New gaps in controlling the spread of nuclear arms

Moves in N. Korea and developing countries coincide with global review of a nuclear treaty.

While in Pakistan to help break ground for a nuclear reactor, China's premier talks about enhancing bilateral nuclear cooperation by selling the country two more nuclear power plants.

The United States, as part of a stepped-up energy dialogue with India, suggests it could eventually sell India nuclear reactors - in part to keep it from going into the natural gas pipeline business with Iran.

And North Korea shuts down its nuclear reactor, which could mean it is planning to ramp up nuclear arms production - or just using routine maintenance to scare others about its nuclear ambitions.

All these events, spread over the past month, occur in a global context of "erosion of the nonproliferation regime [that] could become irreversible," a high-level United Nations panel recently concluded.

With the world community set to take up a five-year review of the Non-Proliferation Treaty (NPT) next week, experts point both to advances and to worrying signs to bolster a preponderant view that more must be done if a dangerous wave of proliferation is to be stopped.

"Right now there's a mixed picture," says Leonard Spector of the Monterey Institute's Center for Nonproliferation Studies.

He puts North Korea, which last year withdrew from the treaty and boasted of nuclear weapons, and Iran, an NPT signatory suspected of pursuing weapons development, as two black marks on the nonproliferation ledger. But he counts Libya's renunciation of its nuclear program, a recent UN resolution binding members to strict laws on nuclear-materials exports, and other added international safeguards as positive signs.

"Fundamentally the international community is rallying to the cause," Mr. Spector says, "so I'd imagine that if anything, [the treaty, after the May review] will be a little stronger."
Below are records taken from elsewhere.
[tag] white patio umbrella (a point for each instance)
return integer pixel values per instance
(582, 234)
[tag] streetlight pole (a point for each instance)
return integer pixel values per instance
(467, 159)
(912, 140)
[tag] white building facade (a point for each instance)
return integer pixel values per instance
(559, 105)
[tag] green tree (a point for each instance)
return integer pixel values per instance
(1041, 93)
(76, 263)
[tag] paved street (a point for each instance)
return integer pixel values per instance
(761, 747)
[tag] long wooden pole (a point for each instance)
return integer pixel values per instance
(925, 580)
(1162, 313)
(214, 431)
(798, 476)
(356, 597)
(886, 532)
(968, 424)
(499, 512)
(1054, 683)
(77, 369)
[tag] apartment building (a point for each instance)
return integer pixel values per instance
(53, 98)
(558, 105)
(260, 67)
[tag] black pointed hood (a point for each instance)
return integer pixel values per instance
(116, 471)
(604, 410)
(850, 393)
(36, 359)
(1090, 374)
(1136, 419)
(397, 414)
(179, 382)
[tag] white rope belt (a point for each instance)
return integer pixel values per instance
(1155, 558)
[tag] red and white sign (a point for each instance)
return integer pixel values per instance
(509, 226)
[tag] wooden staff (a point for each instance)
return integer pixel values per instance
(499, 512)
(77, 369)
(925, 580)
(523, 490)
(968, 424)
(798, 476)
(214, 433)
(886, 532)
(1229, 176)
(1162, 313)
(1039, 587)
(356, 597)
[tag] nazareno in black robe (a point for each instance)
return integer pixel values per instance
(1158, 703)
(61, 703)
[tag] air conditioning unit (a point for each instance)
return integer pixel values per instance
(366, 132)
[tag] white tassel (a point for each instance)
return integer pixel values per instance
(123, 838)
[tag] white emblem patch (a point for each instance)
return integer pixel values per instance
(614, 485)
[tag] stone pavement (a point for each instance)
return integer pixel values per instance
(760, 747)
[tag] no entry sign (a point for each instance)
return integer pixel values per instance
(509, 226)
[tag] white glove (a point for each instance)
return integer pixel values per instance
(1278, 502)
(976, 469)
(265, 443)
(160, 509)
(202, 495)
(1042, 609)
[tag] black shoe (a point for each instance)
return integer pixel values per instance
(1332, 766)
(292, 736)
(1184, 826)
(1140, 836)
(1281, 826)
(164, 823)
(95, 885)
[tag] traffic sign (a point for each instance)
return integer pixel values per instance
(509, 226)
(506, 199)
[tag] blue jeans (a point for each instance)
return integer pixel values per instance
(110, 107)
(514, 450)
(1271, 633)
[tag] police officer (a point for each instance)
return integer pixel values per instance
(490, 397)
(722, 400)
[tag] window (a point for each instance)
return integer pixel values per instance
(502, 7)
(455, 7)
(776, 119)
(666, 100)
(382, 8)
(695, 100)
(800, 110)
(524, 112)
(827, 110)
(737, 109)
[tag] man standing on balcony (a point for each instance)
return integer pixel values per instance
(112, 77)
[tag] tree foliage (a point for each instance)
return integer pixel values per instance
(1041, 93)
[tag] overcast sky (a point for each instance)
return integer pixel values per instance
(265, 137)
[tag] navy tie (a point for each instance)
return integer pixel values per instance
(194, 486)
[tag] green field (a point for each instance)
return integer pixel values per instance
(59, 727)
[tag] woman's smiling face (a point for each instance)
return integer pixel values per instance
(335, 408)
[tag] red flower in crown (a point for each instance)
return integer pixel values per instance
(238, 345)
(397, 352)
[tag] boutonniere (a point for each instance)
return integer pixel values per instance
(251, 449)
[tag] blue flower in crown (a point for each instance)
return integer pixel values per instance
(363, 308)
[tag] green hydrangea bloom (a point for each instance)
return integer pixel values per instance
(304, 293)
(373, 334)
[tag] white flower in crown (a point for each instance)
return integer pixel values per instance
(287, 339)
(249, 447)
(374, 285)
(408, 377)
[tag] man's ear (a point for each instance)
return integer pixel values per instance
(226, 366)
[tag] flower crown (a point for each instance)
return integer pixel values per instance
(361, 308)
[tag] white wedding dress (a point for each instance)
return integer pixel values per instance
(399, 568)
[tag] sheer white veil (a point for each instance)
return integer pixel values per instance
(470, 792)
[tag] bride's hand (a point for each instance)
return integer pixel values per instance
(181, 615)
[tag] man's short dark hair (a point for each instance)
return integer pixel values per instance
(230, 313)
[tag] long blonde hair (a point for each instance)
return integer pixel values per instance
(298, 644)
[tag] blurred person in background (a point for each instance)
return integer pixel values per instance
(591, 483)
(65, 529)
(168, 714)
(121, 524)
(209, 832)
Yet for others, the picture is darker - for reasons stretching beyond North Korea and Iran and ranging from developing countries' drive for cheaper, abundant, and nonpetroleum energy sources, to US moves to build replacement nuclear weapons.

"There's a lot of bad news," says Daryl Kimball, executive director of the Arms Control Association in Washington. His organization and the Carnegie Endowment for International Peace earlier this month issued a statement, signed by prominent former officials and nuclear-weapons experts, warning that the world is on the "threshold" of a new round of proliferation that next month's NPT review must address.

The review will be buffeted by events in Iran and North Korea.

Iran is expressing growing impatience in its talks with three European countries over its uranium-enrichment program. And by the time the review begins May 2, North Korea's intentions may be clearer. North Korean officials have said their intent is to obtain plutonium to fuel nuclear bombs, but whether that is mere rhetoric to focus world attention is unclear.

Existing global stockpiles of highly enriched uranium and plutonium - the fissile materials that fuel nuclear bombs - probably constitute the biggest threat to nonproliferation, experts say. And that is one reason the developing world's heightened interest in nuclear power is so worrisome, they add: In a decade or so, more reactors could result in a larger - and potentially less controllable - stockpile of raw materials.

That is why some find China's talk of supplying Pakistan with more nuclear reactors so alarming - especially given Pakistan's history as a supplier of the world's clandestine nuclear bazaar.

In recent Senate testimony, Robert Joseph, the administration's nominee for undersecretary of state for arms control and international security, said that the China-Pakistan nuclear cooperation under way is under international safeguards. He downplayed the likelihood of China pursuing additional projects with Pakistan.

But at the same time, another State Department official acknowledges that discussions between the two countries about additional nuclear reactors are "worrisome."

Others are still more categoric.

"This is a big concern," says Henry Sokolski, executive director of the Nonproliferation Policy Education Center. He points to Pakistan's refusal to sign on to an additional protocol to the NPT that calls for countries receiving new facilities to accept international safeguards, and cites Pakistan's history in supplying parts to international nuclear markets.

But the US has weakened its ability to object because of its own participation in the nuclear reactor marketplace, he says.

Pointing to a $5 billion deal for the Westinghouse Electric Co. to supply China with nuclear power plants, and to recent discussion by US officials of selling reactors to India, Mr. Sokolski says, "Either President Bush wasn't serious when he said [in 2004] that the additional protocol should be the condition for these sales, or we need to rethink what we are proposing to sell to China and to India."

Developing nations' insistence that they have a right to obtain nuclear technology as a source of energy is one issue the NPT review must confront. But some say that just as contentious is the US drive to build a new arsenal of replacement nuclear warheads.

"One of the key issues of the conference will be how the nuclear states are doing at fulfilling their own nuclear disarmament commitments," says the Arms Control Association's Mr. Kimball.

The administration wants to go ahead with feasibility studies that could result in a new generation of replacement warheads within a decade. But that runs contrary to disarmament commitments the US made at NPT reviews in 1995 and 2000, Kimball says. "For the US to ask others to take on additional commitments while disregarding its own commitments to the NPT is a recipe for division," he says. "You're basically assuring a lack of progress towards the very goals the US says it supports."